Using open formats and software guarantees some degree of data interoperability. For instance, our keywords are taken from the unique identifiers developed and maintained by the Bibliothèque nationale de France (BnF), while the authors’ biographies are filled in using their ORCID identification numbers.
Open formats are always accessible. If they are no longer supported by the individuals or groups that developed them, their source code is open, so it will always be possible to reconstruct a method to access the content of the files. In contrast, proprietary formats are protected by the intellectual property of a private company. That company can decide at any moment to cease maintaining a format or a software, leaving its users high and dry―unable to open their files, for instance. Subject to company vagaries, the knowledge contained within these files could potentially become unaccessible over time.
Our thinking is intimately connected to the tools we use to express our ideas. Should we leave this process in the hands of private companies when their mission is neither to ensure the sustainability of data nor to supply the tools best suited to the needs of researchers?
5. Do you have suggestions of articles to read that showcase the diversity of the themes presented in Sens public?
This paper, written by a longtime collaborator and former coordinator of the journal, exemplifies the type of approach championed by Sens public: it navigates the intersection between disciplines and reflects on all things digital. The article provides a riveting reading that simultaneously mobilizes ideas from classical studies, art history, literature, philosophy, and digital humanities.

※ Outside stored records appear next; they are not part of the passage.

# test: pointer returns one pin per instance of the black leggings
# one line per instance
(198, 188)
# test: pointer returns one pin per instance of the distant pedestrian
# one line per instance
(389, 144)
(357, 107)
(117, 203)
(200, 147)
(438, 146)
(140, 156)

This article, by the founder of Sens public, demonstrates the journal’s emphasis on thinking about all things digital. Through criticism of Facebook and Mark Zuckerberg, this text examines the risks posed to democratic societies by the monopolistic situation created by Google, Apple, Facebook, Amazon, and Microsoft (collectively known as GAFAM), as well as how these companies compete for our attention.
Sens public publishes on an ongoing basis, but many of our articles appear in thematic dossiers. This article appeared in a dossier that brought together research presented at a colloquium entitled “L’invention littéraire des médias” [The Literary Invention of the Media]. Wicky’s essay intersects contemporary art with an analysis of the novel L’Ève future (1886) by Villiers de l’Isle-Adam. The article uses these two sources to investigate the representation of olfactive art in their respective fin-de-siècle eras.
This interdisciplinary dossier—a “champ d’exploration des problématiques ontologiques du numérique” [space to explore the ontological issues raised by all things digital]— exemplifies the breadth of the reflections welcomed in the journal. Bringing together articles from a number of contemporary thinkers in the field of digital humanities, it explores the theoretical questions involved in developing an ontology of the digital, as well as considering how these issues are embodied in specific artistic, literary, and film objects.
While Sens public is an international journal that can boast a number of collaborators in France and in Brazil, it is also well grounded in the Department of French-language literatures at the Université de Montréal. Produced jointly by a PhD candidate and a professor at the department, this article zooms in on author Josée Yvon. It demonstrates how our journal participates in contemporary research in Québec literature.